この天文現象は、太陽系の外縁にある天体ヴァルナ(Varuna)が、ふたご座の恒星を隠すもので、MITの観測と計算により 1月2日22時頃 日本で見られると予報 されていたものです。来日されたMITの天文学者は3名で、それぞれ 鹿児島大学天文台(入来/口径1m望遠鏡),仙台市天文台(宮城県/口径 1.3m望遠鏡),なよろ市天文台(北海道名寄市/口径1.6m望遠鏡)で
1月2日深夜に同時に観測を実施しました。 この3地点の他にも せんだい宇宙館(口径 50cm望遠鏡),広島大学東広島天文台(口径
1.5m望遠鏡)等 多数の天文台で観測に臨みました。
この観測は、MITの アマンダ・ボッシュ(Amanda Bosh)博士から 当館に寄せられたもので、当館を通じて全国の公開天文台等に協力が呼びかけられました。MITから来日する3地点の天文台も当館からの協力依頼によるものです。
鹿児島に来場されたのは ソンディ・シュプリングマン(Sondy Springmann)さんで、せんだい宇宙館にて受け入れ、鹿児島大学天文台(入来町)で観測しました。
また、仙台市天文台と なよろ市立天文台へは それぞれ アマンダ・ザンガリ(Amanda Zangari)さんと マット・ロックハート(Matt Lockhart)さんが来場されました。
太陽系外縁天体ヴァルナは、2000年11月に発見された冥王星の外側にある準惑星の候補天体です。太陽系外縁の天体は近年の太陽系の天文学では太陽系の成因を知るうえで最も注目されている分野です。このヴァルナが隠すのは
ふたご座にある USNOB 1162-0144973 という 16等星 で、この星食の観測が成功すると、ヴァルナの大きさや形状,また大気の組成に関する情報まで得られる可能性が期待されていました。
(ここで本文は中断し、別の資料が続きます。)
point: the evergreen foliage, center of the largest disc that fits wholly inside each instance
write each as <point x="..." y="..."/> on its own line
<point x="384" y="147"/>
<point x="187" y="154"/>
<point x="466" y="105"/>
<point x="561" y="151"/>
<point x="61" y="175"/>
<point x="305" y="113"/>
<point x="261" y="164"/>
観測当日は無念の天候不良ながら国内のアマチュアが活躍
1月2日 の観測を成功させるために、事前に入念な準備が進められてきました。しかし残念なことに、MITの研究者の来場された 鹿児島大学天文台,仙台市天文台,なよろ市天文台
はいずれも天候不良で観測は不成立となりました。せんだい宇宙館,広島大学東広島天文台でも同様で、これらすべての観測地点で1時間〜数10分 直前までは観測可能であったにもかかわらず
急に発生した雲によりさえぎられてしまいました。
※ 仙台市天文台では「食なし」の観測が得られた可能性があります。
この天候不良をカバーしたのが国内の熟練したアマチュア天文家でした。食による減光が観測されたサイトはありませんでしたが、8地点で通過(食なし)の成立した観測が得られました。この他にも、掩蔽帯延長上のハレアカラ天文台(ハワイ)でも通過が観測されました。
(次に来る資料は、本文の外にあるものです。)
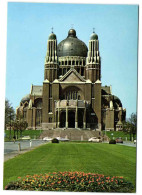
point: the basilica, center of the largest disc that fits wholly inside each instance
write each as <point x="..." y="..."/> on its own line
<point x="72" y="95"/>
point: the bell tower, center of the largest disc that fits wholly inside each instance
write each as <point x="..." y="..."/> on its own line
<point x="93" y="62"/>
<point x="51" y="59"/>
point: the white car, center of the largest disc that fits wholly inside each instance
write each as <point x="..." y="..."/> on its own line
<point x="94" y="139"/>
<point x="47" y="138"/>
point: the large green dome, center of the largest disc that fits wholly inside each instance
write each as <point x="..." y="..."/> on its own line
<point x="94" y="36"/>
<point x="72" y="46"/>
<point x="52" y="36"/>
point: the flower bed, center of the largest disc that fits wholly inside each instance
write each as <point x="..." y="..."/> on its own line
<point x="71" y="181"/>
通過を観測したサイトは、浜野和弘巳・博子さん(福島県郡山市),冨岡啓行さん(茨城県日立市),宮下和久さん(長野県安曇野市),高島英雄さん・大場富士夫さん(千葉県柏市),北崎勝彦さん(東京都武蔵野市),浅井晃さん(三重県いなべ市),小和田稔さん(静岡県森町),上野裕司さん(鹿児島県与論町)
です。
以上の他にも多数の天候不良のご連絡を頂きました。
これらの結果は、当館により MIT に報告され、今後の研究に活かされます。
以下は、せんだい宇宙館による整約図です。
Reduced by Tsutomu Hayamizu (2012.1.8)
実線は通過の観測を、破線は MIT の研究者が来場された3地点および広島大学と当館の経路(いずれも天候不良)を示します。
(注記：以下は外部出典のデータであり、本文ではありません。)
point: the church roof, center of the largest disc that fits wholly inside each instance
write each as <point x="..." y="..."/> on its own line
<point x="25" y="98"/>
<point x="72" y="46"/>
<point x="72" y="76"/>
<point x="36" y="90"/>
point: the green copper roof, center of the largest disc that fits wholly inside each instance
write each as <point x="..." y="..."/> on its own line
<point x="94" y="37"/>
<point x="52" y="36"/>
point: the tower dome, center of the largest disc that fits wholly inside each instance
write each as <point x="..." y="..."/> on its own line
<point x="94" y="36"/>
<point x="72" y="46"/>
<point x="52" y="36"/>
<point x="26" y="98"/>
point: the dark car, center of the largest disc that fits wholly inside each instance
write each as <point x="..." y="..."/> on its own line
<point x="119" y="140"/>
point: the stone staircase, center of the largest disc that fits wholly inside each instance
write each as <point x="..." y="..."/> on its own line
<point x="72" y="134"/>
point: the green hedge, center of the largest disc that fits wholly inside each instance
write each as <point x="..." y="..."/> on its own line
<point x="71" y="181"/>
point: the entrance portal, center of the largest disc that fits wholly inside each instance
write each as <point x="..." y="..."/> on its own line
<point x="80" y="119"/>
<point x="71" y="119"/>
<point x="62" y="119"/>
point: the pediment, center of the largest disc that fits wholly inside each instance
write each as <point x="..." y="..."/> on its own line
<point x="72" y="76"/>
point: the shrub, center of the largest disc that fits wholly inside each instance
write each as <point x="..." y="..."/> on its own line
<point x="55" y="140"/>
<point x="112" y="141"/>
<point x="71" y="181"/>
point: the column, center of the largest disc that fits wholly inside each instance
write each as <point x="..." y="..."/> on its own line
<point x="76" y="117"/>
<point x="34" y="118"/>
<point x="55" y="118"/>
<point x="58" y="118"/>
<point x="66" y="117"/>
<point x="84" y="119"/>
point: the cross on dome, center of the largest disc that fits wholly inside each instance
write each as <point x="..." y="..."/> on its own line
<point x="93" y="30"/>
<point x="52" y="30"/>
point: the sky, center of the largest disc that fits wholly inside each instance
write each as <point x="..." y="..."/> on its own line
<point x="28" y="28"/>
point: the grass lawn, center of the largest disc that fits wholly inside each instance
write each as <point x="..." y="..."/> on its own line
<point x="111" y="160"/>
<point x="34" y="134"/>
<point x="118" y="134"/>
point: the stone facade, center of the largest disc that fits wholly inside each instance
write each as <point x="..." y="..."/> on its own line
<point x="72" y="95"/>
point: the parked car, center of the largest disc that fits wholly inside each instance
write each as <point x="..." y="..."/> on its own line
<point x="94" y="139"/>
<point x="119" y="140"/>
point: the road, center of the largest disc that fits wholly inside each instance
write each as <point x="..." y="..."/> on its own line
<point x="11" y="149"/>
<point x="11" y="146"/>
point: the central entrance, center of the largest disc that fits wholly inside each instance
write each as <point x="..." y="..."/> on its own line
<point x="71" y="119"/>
※ これらは主に星食のML JOIN を通じて報告されました
■ 関連の画像集 ■
太陽系外縁天体ヴァルナの移動を捉えた画像
(2011.12.17〜19/仙台市天文台 小石川正弘さま)
せんだい宇宙館のビデオ撮影による対象星
(2011.12.19 早水勉)
対象星に向かって移動するヴァルナ
(2012.1.1 13h00m - 13h40m UT/仙台市天文台 小石川正弘さま)
鹿児島大学天文台における予備観測の風景
(2011.12.30)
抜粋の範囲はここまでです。